Abstract

BACKGROUND
Focal and global ischemia was shown to be potent in inducing neurogenesis in the subventricular zone (SVZ). However, it is unknown whether these new neurons can replace those lost following damage, such as intracerebral hemorrhage (ICH). We tested the hypothesis that ICH leads to an increase of cell proliferation in the SVZ and that the new neurons migrate into the damaged area of the hemorrhagic striatum. METHODS: Experimental ICH was induced by an intrastriatal administration of collagenase in adult rats.
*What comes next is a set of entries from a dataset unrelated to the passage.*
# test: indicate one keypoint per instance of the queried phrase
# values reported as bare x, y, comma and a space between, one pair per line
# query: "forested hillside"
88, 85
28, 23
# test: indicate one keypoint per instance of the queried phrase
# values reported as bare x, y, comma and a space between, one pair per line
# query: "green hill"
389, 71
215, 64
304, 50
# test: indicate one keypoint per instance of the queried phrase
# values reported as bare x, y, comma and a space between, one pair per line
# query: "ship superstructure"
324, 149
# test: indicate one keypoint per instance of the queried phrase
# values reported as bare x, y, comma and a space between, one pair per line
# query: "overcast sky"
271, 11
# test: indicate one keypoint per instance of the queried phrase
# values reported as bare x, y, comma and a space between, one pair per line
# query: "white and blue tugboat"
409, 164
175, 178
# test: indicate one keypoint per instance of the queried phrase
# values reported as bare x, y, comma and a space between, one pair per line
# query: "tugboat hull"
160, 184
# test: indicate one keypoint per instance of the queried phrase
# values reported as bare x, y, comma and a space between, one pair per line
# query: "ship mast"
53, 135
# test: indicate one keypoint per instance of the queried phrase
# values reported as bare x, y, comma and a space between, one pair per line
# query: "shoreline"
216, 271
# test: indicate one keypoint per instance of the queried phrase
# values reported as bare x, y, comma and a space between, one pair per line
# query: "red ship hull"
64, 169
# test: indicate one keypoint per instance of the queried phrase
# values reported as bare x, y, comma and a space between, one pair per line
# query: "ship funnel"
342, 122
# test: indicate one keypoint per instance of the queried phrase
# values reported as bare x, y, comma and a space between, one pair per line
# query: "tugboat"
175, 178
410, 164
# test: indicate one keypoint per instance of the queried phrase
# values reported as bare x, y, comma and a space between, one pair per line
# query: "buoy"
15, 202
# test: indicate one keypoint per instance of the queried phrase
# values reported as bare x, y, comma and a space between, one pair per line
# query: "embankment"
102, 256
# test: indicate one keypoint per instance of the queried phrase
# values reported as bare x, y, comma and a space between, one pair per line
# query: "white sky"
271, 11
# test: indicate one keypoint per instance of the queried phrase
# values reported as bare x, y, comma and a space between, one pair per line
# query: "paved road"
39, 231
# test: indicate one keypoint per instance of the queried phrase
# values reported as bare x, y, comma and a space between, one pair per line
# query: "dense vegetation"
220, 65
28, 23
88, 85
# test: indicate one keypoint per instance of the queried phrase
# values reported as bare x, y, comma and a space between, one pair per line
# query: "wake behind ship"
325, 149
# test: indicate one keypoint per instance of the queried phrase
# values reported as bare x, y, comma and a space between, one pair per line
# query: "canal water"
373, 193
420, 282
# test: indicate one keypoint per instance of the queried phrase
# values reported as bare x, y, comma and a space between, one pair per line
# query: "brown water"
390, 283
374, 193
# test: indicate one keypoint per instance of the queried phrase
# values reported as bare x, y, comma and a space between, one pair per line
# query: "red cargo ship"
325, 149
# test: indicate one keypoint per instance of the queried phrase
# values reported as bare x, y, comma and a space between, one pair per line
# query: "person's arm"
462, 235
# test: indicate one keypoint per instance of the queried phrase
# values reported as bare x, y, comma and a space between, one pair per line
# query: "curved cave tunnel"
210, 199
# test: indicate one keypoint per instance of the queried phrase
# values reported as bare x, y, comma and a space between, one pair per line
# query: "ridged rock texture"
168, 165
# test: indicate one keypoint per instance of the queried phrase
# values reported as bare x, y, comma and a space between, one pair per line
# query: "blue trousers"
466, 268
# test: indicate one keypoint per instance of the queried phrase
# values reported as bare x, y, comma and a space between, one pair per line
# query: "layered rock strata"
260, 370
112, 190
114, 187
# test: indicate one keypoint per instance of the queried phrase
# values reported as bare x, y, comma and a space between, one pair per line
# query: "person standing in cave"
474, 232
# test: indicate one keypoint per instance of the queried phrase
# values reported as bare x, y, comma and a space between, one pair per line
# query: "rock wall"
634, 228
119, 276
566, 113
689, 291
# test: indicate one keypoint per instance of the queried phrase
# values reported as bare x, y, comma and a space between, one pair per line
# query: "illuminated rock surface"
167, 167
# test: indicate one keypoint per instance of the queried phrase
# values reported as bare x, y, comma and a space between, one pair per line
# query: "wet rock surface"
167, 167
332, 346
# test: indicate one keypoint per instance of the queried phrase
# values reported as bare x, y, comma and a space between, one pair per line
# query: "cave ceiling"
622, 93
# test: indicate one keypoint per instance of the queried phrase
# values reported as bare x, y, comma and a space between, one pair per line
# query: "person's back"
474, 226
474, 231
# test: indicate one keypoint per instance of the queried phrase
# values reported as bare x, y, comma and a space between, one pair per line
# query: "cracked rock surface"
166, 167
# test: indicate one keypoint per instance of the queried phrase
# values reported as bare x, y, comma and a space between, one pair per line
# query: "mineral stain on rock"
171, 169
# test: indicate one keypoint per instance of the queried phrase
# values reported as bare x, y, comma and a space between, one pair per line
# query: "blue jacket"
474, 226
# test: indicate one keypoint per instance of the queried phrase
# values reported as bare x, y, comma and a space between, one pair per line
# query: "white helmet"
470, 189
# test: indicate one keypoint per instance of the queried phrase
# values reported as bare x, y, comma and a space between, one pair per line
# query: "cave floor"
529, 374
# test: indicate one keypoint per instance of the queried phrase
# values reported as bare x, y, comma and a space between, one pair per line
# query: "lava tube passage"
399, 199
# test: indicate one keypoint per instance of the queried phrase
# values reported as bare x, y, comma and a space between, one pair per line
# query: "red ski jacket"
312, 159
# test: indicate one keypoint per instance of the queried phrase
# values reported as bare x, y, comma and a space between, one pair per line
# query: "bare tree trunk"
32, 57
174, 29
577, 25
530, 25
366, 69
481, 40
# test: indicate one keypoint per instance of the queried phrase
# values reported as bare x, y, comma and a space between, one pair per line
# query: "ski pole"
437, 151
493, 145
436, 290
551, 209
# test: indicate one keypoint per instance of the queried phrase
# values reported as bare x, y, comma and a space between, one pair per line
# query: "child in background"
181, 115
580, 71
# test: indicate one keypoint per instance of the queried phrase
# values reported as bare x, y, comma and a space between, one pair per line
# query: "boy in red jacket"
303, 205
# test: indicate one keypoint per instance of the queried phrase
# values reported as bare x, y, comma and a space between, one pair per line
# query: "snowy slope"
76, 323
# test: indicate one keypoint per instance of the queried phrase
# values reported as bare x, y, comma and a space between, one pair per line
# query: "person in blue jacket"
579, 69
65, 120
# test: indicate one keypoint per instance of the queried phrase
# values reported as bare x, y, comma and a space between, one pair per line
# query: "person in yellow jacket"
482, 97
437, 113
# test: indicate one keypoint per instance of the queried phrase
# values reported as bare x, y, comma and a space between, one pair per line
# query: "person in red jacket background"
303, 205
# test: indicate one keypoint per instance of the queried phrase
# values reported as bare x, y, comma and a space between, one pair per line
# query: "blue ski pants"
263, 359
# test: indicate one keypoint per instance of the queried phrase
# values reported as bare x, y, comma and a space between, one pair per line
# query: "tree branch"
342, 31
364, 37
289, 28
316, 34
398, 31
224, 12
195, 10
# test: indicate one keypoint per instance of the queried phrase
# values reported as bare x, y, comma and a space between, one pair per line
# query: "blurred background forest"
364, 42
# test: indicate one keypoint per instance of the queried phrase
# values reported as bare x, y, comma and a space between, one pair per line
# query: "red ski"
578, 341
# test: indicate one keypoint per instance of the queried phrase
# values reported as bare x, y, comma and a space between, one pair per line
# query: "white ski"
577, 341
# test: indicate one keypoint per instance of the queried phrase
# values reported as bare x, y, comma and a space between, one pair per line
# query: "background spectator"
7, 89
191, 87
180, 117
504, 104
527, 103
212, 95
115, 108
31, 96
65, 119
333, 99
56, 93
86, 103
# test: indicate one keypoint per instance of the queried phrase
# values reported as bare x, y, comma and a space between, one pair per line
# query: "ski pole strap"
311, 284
Proliferating cells were labeled with intraperitoneal injections of 5-bromo-2'-deoxyuridine-5'-monophosphate (BrdU) over 3-day periods before sacrificing the animals, 0, 6, 9, 12 or 15 days after ICH. BrdU+ cells in the dorsolateral SVZ and the striatum were counted in three coronal sections per animal. RESULTS: BrdU+ cells were found in the bilateral SVZs, the third ventricle, and ipsilateral cortex near the needle insertion site. The number of BrdU+ cells in the damaged striatum and the ipsilateral SVZ reached maximum counts 9 days after ICH. The BrdU+ cells were double-labeled with a neuronal marker, neuronal nuclear antigen (NeuN), and a glial marker, the glial fibrillary acidic protein (GFAP), in the hemorrhagic hemisphere. The percentage of BrdU+ cells that expressed NeuN and GFAP was about 13% and about 72%, respectively. CONCLUSIONS: These results suggest new evidence that endogenous neural stem cells are activated in the dorsolateral SVZ after ICH, and that the newly formed cells play a role for ICH-induced neurogenesis in what may be an adaptive process that contributes to recovery after a hemorrhagic stroke.